Le scandale Pegasus a conduit un groupe d’experts de l’ONU à appeler à un moratoire sur la vente de logiciels d’espionnage.

Un groupe d’experts de l’ONU appelle jeudi dans un communiqué de presse à un moratoire sur la vente le le transfert de technologies de surveillance dans le monde – jusqu’à ce qu’un encadrement robuste du secteur soit effectivement mis en place.

Les experts expliquent être très inquiets d’apprendre que ces outils de surveillance sont utilisés pour viser des journalistes, militants, et opposants politiques. “Il est à la fois très dangereux et irresponsable de laisser le secteur des technologies de surveillance et leur commercialisation opérer dans une zone où les droits humains ne s’appliquent pas”, s’alarment les experts.

Lire aussi – Pegasus : après le scandale, va-t-on enfin réguler les technologies de cybersurveillance ?

L’ONU veut un cadre réglementaire strict pour limiter les effets de ces technologies sur les droits de l’Homme

“Nous sommes profondément inquiets que des outils hautement sophistiqués et intrusifs soient déployés pour surveiller, intimider, et réduire au silence des défenseurs des droits de l’Homme, des journalistes et des opposants politiques”, ajoute le communiqué signé par trois rapporteurs spéciaux de l’ONU et cinq membres de l’organisation.

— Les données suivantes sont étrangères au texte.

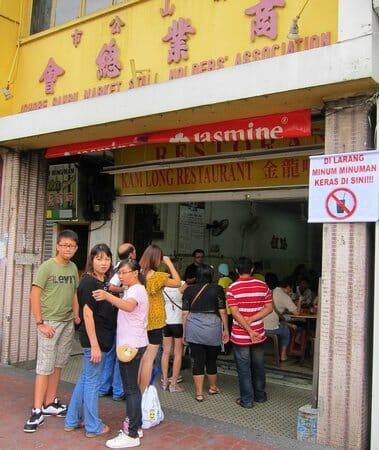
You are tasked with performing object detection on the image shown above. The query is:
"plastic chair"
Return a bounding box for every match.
[266,332,280,367]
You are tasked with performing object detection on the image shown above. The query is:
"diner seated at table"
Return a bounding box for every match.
[263,278,300,361]
[291,277,315,311]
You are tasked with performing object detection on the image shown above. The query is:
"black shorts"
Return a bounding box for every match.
[163,323,183,339]
[147,328,163,345]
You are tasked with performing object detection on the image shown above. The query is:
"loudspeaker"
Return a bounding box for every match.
[83,171,115,220]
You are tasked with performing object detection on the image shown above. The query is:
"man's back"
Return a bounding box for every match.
[227,276,272,345]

Les experts ajoutent : “nous appelons la communauté internationale à développer de toute urgence un cadre de régulation robuste pour prévenir et atténuer les effets de ces technologies, ainsi que d’inverser l’impact négatif  des technologies de surveillance sur les droits humains – en attendant que cela devienne réalité, nous recommandons l’adoption d’un moratoire sur la vente [de ces technologies] et leur transfert“.

Le mois dernier, plusieurs médias ont publié les résultats d’une enquête montrant qu‘un malware de la firme israélienne NSO Group a été utilisé par des gouvernements étrangers pour pirater le téléphone de journalistes, politiciens et militants des droits de l’Homme. Grâce à la fuite d’une liste de plus de 50 000 numéros de téléphone, les journalistes ont pu identifier plus de 1000 personnes ayant été la cible du malware Pegasus.

Parmi ces cibles, on trouve notamment le président français Emmanuel Macron. Mais aussi le patron de Mediapart Edwy Plenel et une journaliste d’investigation du journal. Un journaliste de France24 a également été visé selon l’ANSSI. A chaque fois des traces d’un malware baptisé Pegasus ont été retrouvées sur les smartphones des victimes.

Le malware repose sur des failles de sécurité 0-day ce qui lui permet de fonctionner sur les smartphones Android, comme sur iPhone. Parmi les clients de NSO Group, on trouve de nombreux pays dont le Bahrein, Kazakhstan,  Mexique, Maroc, Arabie Saoudite et Emirats Arabes Unis. NSO maintient de son côté que Pegasus n’est utilisé par ces pays que comme un outil pour combattre le crime et le terrorisme.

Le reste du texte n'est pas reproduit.